Friday, 4 March 2011

Inside Job: a collaborative review by Antonia Jeans and Marloes Nicholls

This week Mervyn King stated that he was surprised at the lack of public anger following the 2008 financial crisis. When Antonia and Marloes went to see Inside Job yesterday evening, we felt that our fellow cinema goers would strongly disagree. As we watched the crisis unfold with the rise of deregulation under the Reagan administration, Clinton's ratification of the Gramm-Leach-Bliley act and the collapse of subprime mortgage lending, the audience recoiled as if we were watching a horror film.

Christopher Ferguson's documentary doesn't just scrutinise the banking and finance industry, it pieces together the events that lead to the crisis with a gripping narrative and all the drama of a Hollywood blockbuster. Ferguson succeeds in making the complex world of CDOs and CDSs understandable to a layperson, without patronising the audience's intelligence.  This is in great part due to the minimal use of jargon in Matt Damon's narration, and clear use of diagrams to explain how financial instruments work.  

By focusing on first person accounts of the key players in the upper echelons of the finance and economics profession, the viewer personally identifies with the story and characters involved. Ferguson cleverly includes outcuts from the interview tapes, catching the interviewees off guard. There are some particularly intimate moments where his frank questioning leaves certain guilty parties embarrassingly (and sickeningly) exposed.

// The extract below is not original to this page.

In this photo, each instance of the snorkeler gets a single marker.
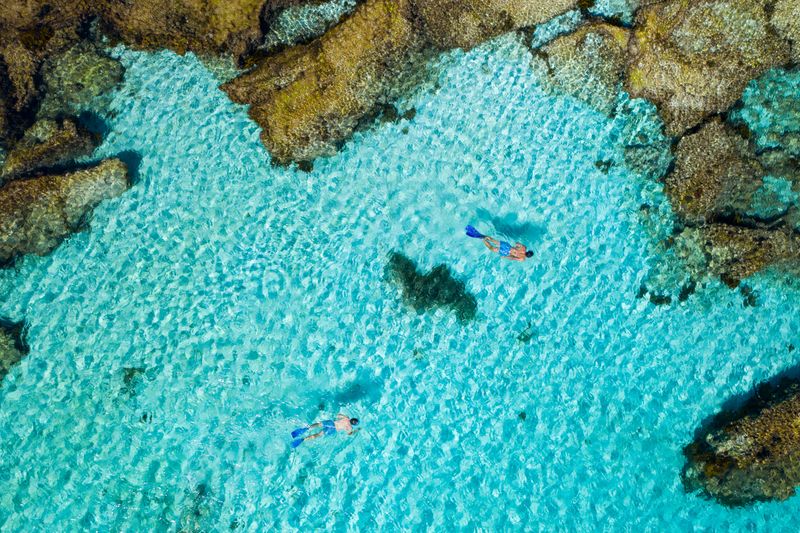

We did feel that a focus on US companies and politics, but an insistence on the relevance of the film globally highlighted a US-centric standpoint. The inclusion of French finance minister, Christine Lagarde, would have been welcomely accompanied by a UK representative such as Alistair Darling. Ferguson also chose to neglect the role of Globalisation in contributing to the financial crisis: low interest rates in Western economies (stemming from cheap import prices which led to low inflation expectations) gave rise to the "search for yield" that made risky assets with high returns like CDOs so attractive.

Having said this, it is widely acknowledged that the crisis of 2007/8 began in the US, and Ferguson couldn't include everything! What the film does best is to reveal the corruption and cronyism within the top tiers of the banking system. It is the same men who sit on the boards of banks who form US financial policy. President Obama's decision to continue the trend is worrying, but it's clearly difficult to find others with the expertise to do the job who are not subject to a conflict of interest.

Above all the film's cinematography remains most vivid. Striking images of Iceland's natural beauty, juxtaposed with the modern industry of the New York skyline, we felt, underpinned the difficult and depressing point that in the UK, as in the US, we are dependent on the banking system to drive the economy.  It provides the basic and essential services of looking after our savings and providing loans. During the boom years we enjoyed the successes and excesses of a system which seemed indestructible. It is left to current governments to negotiate banking reform for which, despite King's opinion, the public are clearly impatient.